I know a woman who does not have much to live on, but she would be offended if I said she was poor. Eleanor does not consider herself to be one of the poor ones. Yes, she has to decide which bill gets paid and which one can “slide.” Her pantry is short on groceries, and her car is not in good running order. Yet, according to Eleanor, she is by no means poor.
According to the U.S. government she is. Her family relies on food stamps, reduced cost school lunches, and they live in government subsidized housing. Eleanor is out of work and her back is a source of constant pain. The few dollars she earns cleaning quickly evaporate. Yes, by government standards, Eleanor and her family are poor.
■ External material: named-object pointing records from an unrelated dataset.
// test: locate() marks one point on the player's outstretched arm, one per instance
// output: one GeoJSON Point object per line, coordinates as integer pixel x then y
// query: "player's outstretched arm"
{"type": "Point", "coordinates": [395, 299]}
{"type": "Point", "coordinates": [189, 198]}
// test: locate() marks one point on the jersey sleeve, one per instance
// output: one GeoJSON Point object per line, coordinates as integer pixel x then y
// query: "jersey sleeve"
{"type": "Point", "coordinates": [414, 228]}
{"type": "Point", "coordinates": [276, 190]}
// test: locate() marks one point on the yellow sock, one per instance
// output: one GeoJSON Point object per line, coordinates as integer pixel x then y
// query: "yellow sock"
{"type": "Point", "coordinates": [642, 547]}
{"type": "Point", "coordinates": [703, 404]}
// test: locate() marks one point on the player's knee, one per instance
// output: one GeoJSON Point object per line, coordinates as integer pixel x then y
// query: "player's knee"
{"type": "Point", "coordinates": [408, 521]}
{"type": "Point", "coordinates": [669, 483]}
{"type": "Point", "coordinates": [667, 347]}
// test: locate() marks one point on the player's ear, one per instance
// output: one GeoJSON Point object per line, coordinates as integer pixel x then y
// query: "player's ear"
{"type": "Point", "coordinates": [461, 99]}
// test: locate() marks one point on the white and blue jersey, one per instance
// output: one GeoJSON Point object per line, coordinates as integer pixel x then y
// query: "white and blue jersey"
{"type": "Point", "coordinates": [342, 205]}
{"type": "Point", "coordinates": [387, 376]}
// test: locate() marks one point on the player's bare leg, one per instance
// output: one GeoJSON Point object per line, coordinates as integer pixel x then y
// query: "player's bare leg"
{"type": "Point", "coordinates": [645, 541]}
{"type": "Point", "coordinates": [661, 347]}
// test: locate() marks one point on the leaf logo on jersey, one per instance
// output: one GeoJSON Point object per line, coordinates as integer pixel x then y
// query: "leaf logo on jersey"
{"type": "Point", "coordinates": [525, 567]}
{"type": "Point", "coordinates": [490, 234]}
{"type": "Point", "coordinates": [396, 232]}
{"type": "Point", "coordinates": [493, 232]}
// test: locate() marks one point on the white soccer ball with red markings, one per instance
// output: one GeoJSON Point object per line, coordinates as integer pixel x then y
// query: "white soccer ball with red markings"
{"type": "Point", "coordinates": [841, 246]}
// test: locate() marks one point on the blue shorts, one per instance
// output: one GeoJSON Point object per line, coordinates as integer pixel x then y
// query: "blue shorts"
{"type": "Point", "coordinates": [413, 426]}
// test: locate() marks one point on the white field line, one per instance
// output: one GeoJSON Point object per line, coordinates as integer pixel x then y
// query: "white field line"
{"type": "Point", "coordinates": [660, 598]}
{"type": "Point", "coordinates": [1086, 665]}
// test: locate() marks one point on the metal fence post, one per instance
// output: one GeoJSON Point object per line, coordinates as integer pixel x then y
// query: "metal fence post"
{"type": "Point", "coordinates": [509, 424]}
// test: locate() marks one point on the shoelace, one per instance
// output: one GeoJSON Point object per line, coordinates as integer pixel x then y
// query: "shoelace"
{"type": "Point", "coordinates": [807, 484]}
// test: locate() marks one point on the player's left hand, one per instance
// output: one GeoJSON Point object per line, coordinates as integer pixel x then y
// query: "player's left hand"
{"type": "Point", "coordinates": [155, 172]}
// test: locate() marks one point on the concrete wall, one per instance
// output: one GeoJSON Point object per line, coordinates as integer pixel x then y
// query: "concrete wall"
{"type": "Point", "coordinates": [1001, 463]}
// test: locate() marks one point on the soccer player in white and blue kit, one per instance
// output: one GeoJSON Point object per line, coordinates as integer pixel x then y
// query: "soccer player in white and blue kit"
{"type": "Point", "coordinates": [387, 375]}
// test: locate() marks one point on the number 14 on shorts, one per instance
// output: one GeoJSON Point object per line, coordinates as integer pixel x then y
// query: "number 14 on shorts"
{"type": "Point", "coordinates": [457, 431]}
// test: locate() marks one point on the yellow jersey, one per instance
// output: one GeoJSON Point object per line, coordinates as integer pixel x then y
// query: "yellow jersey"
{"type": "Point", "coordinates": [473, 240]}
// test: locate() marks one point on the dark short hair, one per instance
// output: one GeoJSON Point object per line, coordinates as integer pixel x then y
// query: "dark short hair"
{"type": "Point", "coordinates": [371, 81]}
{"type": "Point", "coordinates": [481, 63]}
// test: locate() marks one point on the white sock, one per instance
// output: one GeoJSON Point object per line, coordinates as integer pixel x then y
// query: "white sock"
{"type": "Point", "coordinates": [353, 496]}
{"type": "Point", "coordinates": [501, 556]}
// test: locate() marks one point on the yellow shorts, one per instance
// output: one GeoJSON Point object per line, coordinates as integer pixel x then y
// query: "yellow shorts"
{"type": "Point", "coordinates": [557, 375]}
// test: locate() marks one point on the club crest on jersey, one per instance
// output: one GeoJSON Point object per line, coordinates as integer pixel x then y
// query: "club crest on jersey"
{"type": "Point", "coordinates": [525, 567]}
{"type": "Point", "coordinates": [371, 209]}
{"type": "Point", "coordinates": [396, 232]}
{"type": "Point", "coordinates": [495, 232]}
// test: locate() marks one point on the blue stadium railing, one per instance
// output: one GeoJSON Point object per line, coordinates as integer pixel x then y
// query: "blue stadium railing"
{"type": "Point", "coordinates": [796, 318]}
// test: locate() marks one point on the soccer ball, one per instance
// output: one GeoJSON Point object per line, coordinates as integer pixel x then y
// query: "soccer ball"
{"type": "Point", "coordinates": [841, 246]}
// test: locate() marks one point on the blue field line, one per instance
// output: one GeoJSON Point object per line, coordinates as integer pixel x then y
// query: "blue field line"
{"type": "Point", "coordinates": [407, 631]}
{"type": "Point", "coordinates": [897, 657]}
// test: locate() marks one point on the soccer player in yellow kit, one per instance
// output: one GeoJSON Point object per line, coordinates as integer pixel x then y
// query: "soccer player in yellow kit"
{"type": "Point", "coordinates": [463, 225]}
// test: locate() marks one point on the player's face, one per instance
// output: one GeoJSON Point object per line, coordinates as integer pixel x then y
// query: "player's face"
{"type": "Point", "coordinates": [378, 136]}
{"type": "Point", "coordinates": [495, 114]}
Still, she will not agree.
In the tenth chapter of Mark’s gospel, Jesus teaches us about the difficulties of earthly wealth. According to the text, camels stand a better chance of passing through the eye of a needle than the rich entering heaven. It is better to sell everything, give the money to Eleanor, then follow Christ than to rely on earthly wealth. Our treasure is best stored in heaven.
Eleanor believes this, and she lives it. This humble woman helps the children cross the street as they head off to school. She volunteers her time visiting those who would otherwise be left alone, and she is sure to contribute more than what she can afford when it comes to collecting food for a family in need. Why does she do this? How is she able? Well, because it’s like she says, in Christ, Eleanor is rich.
Give me a generous heart, O Lord, that I may share that which you have given. Amen.